# Another newcomer to the PseudoDave household



## PseudoDave (Jun 26, 2005)

Hi all, I may as well introduce you all to one of my other favourite animals. I have kept and bred corn snakes (Elaphe guttata guttata) for many years now and today I got another little fella to add to my breeding lines in a couple of years. He is a 'Bubblegum Snow corn', het for many other colours so he should be a very good one for breeding. Not the best picture of him, but any picture of him is nice :wink:


----------



## Ian (Jun 26, 2005)

dave, what a cutie! Do you have many others??? He is a real sweet one, the colour is immense. Are you into herps as wel?? I keep laods of chams, geckos and a tort.....maybe we should chat sometime  

Cheers,

Ian


----------



## Rick (Jun 26, 2005)

Great snake! I am also thinking of getting another snake.


----------



## dino (Jun 26, 2005)

Yes the snkae is a cute one.


----------



## PseudoDave (Jun 28, 2005)

Hi all, cheers for the comments.

Due to a non-wanted and non-planned change of lifestyle last year I had to donate most of my herps to friends and breeders, however things have improved and I'm slowly building my collection back up. Ian, I've kept cornsnakes for years now, I also have a few firebellied toads and next week I'll be heading back into the realm of Tarantulas with a kind gift from a friend. At the moment I have three cornsnakes, all different colour phases, Caramel, Anerythristic and this Snow corn. I'm very much into Herps, so yeah we'll definately chat  What kind of Chams, geckos and torts do you keep Ian? A friend has got some Veiled's eggs incubating at the moment which should be due to hatch in august, so maybe, just maybe :wink: I'm also having to take care of an 82 year old spur thighed tortoise for an elderly lady at the moment, it hasnt fed since coming out of hibernation but it seems to be improving, slowly but surely.

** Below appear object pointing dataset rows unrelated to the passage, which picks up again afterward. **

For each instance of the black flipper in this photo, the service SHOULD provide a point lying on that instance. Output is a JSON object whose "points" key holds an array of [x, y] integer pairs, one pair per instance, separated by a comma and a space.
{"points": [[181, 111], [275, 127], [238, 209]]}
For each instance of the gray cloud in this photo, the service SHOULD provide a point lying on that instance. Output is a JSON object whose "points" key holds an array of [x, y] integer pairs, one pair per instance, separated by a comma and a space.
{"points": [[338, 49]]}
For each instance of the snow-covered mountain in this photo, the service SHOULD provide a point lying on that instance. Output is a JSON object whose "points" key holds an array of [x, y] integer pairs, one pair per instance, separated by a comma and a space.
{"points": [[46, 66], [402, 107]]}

Rick, get yourself a bubblegum snow corn like mine  

And thanks Dino, i'll pass that message on and i'm sure the snake will be flattered, hehe, i'll post some pics of the other two over the week as well.

Dave


----------



## PseudoDave (Jun 30, 2005)

Hi again all. Well, yet again, I have another new edition. I have taken a picture but it's lighting at the moment so i'll get a better one tomorrow. She is an adult female Brachypelma bohemi, also known as the Mexican Fire leg, sometimes 'True red-leg'. It's a gorgeous tarantula, a bit grumpy and likes to flick hairs but so would I after being transported around all day. Now she is resting and chilling out, i'll get the fresh pics tomorrow when I feed her. What made it even better? It was a gift, from a very generous breeder, i'm happy as a kid on his first christmas at the moment  






Like i say, better pics tomorrow 8)


----------